The chanting ended and after some shuffling and re-positioning the chief monk started a homily, this time in Thai instead of the Pali of formal Buddhist ritual so at least I could understand it. Death can come at any minute or any second so we had better be ready, he said, with another ten minutes of around the bush repetition that made me glad to be on a chair instead of on the reed matting. When he finished he stood slowly and walked around and between us, flicking water over our bowed heads.
I followed the others towards the platform where I now saw the coffin waiting on a pair of trestles. I climbed the steps a little nervously, not sure what to expect. A dozen people had arrived before me and were milling around stoking up the fire and lighting candles on long holders set into the balustrade. Two women hovered around the widow, their salacious gossip long-since replaced by forgiving tolerance and sympathy in the Thai manner, while her two children walked about somehow managing to look purposeful.
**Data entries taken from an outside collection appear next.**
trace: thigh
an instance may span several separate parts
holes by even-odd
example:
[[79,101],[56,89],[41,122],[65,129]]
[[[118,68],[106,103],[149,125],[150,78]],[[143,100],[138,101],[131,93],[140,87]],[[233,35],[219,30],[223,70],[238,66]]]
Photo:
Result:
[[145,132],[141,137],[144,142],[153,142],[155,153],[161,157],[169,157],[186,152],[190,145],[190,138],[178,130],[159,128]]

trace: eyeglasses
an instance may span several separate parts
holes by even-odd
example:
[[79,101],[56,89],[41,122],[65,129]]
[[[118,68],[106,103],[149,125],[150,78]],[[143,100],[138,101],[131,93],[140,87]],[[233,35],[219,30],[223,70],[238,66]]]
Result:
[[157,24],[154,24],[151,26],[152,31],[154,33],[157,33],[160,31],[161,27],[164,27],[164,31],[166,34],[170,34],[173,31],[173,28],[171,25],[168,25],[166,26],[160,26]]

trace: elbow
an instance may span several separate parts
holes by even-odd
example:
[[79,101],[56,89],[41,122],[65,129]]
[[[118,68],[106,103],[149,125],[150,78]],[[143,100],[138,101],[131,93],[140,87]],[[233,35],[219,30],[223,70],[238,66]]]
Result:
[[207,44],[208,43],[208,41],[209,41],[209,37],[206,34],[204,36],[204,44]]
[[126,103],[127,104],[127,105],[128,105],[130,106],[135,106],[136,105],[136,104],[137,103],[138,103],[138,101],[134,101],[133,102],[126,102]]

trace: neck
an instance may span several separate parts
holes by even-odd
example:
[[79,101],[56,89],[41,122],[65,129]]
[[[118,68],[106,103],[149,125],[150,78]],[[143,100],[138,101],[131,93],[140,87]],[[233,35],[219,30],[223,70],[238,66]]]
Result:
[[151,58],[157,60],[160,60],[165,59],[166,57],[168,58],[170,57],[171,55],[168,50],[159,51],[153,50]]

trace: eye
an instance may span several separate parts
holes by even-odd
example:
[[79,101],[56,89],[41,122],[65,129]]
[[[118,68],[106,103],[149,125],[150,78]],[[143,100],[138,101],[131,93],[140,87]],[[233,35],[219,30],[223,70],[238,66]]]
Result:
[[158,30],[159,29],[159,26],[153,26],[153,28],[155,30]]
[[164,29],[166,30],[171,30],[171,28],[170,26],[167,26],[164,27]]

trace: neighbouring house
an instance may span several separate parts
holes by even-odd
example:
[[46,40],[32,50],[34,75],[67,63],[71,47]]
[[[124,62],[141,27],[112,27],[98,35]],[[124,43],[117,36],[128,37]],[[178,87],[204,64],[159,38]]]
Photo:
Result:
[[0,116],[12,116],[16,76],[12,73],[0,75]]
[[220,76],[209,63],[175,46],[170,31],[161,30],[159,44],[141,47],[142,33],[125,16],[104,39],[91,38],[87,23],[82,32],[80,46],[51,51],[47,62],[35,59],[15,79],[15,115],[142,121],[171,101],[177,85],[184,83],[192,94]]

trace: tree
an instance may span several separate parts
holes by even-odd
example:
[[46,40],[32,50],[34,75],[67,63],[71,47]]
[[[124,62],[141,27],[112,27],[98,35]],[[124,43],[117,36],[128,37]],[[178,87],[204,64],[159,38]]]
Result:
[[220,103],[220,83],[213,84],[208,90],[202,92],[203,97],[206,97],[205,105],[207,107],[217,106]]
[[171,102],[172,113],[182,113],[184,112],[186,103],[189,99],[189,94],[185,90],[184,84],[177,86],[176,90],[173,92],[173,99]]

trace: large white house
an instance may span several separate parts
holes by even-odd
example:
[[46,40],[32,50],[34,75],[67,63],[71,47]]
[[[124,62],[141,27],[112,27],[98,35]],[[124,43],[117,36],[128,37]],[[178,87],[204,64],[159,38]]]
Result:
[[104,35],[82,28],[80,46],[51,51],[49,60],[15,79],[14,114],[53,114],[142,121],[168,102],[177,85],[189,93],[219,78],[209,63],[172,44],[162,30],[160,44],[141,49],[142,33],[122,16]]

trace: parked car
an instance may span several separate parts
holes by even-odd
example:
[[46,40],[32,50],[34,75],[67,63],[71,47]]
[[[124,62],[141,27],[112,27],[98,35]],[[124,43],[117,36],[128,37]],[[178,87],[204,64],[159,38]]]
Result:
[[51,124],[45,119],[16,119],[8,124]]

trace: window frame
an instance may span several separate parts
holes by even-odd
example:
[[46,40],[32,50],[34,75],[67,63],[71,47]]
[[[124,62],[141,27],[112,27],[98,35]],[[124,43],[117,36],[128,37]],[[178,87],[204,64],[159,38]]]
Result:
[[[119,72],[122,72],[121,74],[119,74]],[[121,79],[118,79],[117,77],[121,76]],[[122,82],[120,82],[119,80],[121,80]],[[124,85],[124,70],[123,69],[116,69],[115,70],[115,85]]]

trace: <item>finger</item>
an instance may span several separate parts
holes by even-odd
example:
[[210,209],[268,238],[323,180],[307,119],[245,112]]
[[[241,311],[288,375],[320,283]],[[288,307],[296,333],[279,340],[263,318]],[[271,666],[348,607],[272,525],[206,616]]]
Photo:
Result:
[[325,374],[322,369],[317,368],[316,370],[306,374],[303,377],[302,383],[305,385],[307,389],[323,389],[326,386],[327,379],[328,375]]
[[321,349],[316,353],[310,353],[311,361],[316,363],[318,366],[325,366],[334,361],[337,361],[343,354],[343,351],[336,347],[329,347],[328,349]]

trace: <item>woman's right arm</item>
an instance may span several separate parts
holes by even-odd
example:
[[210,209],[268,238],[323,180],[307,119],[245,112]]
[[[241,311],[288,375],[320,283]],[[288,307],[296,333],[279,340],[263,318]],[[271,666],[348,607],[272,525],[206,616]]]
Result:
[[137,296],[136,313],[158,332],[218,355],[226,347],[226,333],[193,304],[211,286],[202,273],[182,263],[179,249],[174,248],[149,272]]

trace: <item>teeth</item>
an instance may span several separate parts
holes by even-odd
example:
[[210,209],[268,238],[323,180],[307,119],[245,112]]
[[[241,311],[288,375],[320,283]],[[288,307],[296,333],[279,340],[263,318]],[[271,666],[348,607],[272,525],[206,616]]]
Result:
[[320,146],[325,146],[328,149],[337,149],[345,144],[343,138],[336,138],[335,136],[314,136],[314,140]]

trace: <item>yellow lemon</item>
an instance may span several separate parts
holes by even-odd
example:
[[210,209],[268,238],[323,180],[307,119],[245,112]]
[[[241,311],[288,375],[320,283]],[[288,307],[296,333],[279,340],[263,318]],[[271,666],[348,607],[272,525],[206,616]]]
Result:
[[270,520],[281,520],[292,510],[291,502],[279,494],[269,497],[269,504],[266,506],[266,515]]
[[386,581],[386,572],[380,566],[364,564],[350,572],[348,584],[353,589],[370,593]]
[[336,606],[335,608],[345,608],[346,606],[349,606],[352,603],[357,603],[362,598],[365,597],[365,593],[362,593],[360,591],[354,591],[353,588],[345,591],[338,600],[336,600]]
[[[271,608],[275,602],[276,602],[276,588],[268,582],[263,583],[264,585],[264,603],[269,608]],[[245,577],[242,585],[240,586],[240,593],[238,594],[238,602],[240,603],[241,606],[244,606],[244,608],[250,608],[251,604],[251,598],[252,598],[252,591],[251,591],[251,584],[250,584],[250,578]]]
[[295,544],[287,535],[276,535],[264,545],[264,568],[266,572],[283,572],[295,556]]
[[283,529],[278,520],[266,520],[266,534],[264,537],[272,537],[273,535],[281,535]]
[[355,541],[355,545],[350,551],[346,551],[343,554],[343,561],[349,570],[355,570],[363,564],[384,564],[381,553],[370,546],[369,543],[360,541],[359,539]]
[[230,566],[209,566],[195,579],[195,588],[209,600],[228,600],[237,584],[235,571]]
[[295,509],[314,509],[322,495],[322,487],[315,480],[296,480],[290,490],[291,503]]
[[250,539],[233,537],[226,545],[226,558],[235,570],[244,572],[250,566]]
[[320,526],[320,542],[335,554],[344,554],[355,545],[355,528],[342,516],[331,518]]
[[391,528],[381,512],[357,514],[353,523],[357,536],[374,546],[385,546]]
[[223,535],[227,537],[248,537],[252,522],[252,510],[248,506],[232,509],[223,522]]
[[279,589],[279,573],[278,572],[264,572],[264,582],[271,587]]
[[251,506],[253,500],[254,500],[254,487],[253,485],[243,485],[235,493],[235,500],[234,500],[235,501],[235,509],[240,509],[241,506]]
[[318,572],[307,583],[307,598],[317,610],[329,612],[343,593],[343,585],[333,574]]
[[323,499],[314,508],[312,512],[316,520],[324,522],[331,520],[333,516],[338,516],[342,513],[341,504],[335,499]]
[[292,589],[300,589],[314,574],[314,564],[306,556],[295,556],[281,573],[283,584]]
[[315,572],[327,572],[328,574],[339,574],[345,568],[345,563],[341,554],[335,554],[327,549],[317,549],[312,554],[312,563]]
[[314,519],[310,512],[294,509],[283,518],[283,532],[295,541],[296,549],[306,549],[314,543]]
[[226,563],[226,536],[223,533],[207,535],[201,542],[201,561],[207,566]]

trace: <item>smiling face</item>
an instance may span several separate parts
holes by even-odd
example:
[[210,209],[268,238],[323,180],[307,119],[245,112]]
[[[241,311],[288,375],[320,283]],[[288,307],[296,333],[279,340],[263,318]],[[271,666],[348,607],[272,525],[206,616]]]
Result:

The coffin was open and all I can say is that Sakhon looked far beyond his best. Well, but for the curled hair, to my eye he could have been anybody. A man was leaning over him and fiddling about near the mouth, I could not see what he was doing and did not want to look too closely. In fact this was not at all a sight I was used to and I soon turned away and rejoined Jun at the bottom of the steps where some villagers were handing out cookies and bottles of Coke.
“He really wasn’t looking well at all,” I reported to Jun. My poor attempts at dry humour were not new to her and she rolled her eyes without smiling. “There’s the soldier,” she said, indicating a middle-aged man in camouflage fatigues who was hanging around Kanok, though in his defence I should say he kept a respectful distance.
There was a commotion above us and I saw they had moved the coffin from its stand and were sliding it into the open furnace. Sparks snapped and flew, and the men standing nearby suddenly shouted full-throated nonsense words and set off fire crackers to startle Sakhon’s spirit into leaving in case it had not already done so. The furnace door clanged shut but I could still see the flames underneath and the plume of smoke rising from the chimney thickened and turned black. The drama came unexpectedly and seemed not to fit the sedate pace of events up till then, but the noise quickly subsided, more soft drinks appeared and conversations resumed.
As the family came down the steps I noticed the elder daughter clinging to her mother’s skirt with one hand while clutching something close to her chest in the other and, incongruously, smiling radiantly. She saw me watching her and as she passed she looked up triumphantly, her smile bursting with pride, and opened her fist to show me all that remained of her father, a long, curving, nicotine-stained tooth, now to become the treasure of a lifetime.